The Special Unit has been well accepted throughout the hospital; it is a relief for the other wards and for the physicians to have a specialized team to handle difficult situations due to challenging behaviour (BPSD). The nurses on the ward on which the Special Unit is located have profited from the training sessions, feeling more comfortable about treating persons with dementia and/or delirium.

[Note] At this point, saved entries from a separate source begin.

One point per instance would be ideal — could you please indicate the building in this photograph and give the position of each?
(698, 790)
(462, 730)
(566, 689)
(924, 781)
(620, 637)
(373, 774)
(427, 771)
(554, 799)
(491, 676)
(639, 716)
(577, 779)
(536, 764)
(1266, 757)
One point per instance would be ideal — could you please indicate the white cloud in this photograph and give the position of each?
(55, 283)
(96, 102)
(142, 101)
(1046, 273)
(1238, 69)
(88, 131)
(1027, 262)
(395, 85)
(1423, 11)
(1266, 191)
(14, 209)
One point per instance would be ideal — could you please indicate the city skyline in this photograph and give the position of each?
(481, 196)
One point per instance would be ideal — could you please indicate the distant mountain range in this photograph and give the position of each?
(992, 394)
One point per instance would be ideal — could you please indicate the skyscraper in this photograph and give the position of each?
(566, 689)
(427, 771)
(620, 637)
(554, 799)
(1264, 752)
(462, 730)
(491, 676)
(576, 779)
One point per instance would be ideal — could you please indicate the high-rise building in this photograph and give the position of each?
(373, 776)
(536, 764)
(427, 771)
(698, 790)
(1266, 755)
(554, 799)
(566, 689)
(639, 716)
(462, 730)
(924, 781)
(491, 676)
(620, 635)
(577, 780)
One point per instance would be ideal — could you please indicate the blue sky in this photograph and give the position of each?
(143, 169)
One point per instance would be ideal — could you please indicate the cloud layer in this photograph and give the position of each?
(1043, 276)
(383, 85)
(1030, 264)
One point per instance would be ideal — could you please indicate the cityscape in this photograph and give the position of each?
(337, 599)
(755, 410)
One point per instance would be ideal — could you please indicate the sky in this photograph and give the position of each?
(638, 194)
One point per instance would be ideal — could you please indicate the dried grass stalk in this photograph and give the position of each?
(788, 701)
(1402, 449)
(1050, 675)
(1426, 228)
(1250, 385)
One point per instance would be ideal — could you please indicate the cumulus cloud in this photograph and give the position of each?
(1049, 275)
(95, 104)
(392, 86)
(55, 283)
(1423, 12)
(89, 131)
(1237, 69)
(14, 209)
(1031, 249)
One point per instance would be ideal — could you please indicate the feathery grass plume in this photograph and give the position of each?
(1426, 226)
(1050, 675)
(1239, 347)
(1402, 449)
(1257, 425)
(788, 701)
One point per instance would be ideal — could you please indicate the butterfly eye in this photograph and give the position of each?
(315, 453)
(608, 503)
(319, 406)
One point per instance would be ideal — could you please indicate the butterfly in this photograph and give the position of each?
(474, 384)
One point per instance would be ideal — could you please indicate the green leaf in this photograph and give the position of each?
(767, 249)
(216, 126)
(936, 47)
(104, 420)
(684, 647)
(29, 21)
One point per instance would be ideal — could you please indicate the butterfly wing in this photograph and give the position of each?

The development of GISAD on an existing geriatric acute care unit was accomplished with minor reconstruction efforts. The costs for the activities and presence of personnel in addition to the nurses care (26 hours a week, 1800 Euro per month) seems to be reasonable for this population at risk of poor outcomes. It also has to be seen in relation to reduction of work load for the nurses on the other wards who are relieved of these time-consuming patients. This might result in a decrease of LOS [17]. LOS in medical patients with dementia has been described to be longer than in patients without dementia [15, 9]. LOS of 15±7 days for patients treated on GISAD did not differ from other patients in the acute hospital. This also indicates the efficiency of the model which might very well be cost-effective. The main target of this project is an improvement in quality of care resulting in better outcomes in the treated patients. Additionally, this serves as a quality feature, which becomes paramount at a time where competition between hospitals is increasing. However, without a cost-effectiveness study it is strictly speculative whether the Special Care Unit is beneficial for the hospital in financial terms.

The model presented has several limitations due to lack of a control group. In particular we were not able to measure what effect the training of the nurses had on the care of the patients other than by punctual observation and interviews. We did not conduct a standardized evaluation of family caregiver satisfaction. There was no follow-up of the patients. Physicians and nurses were trained to use the German short form of the Confusion Assessment Method (CAM) [11] to help diagnose delirium, but this was not used in a standardized fashion throughout the evaluation period. Further research is needed to evaluate the impact this model has on quality of patient care, staff satisfaction and costs.

All on-site feed-back a well as the descriptive results presented in this paper lead the authors to believe that realisation of a Special Unit for patients with dementia such as GISAD, represents an innovative advance in the care of acutely ill hospitalized older persons with dementia.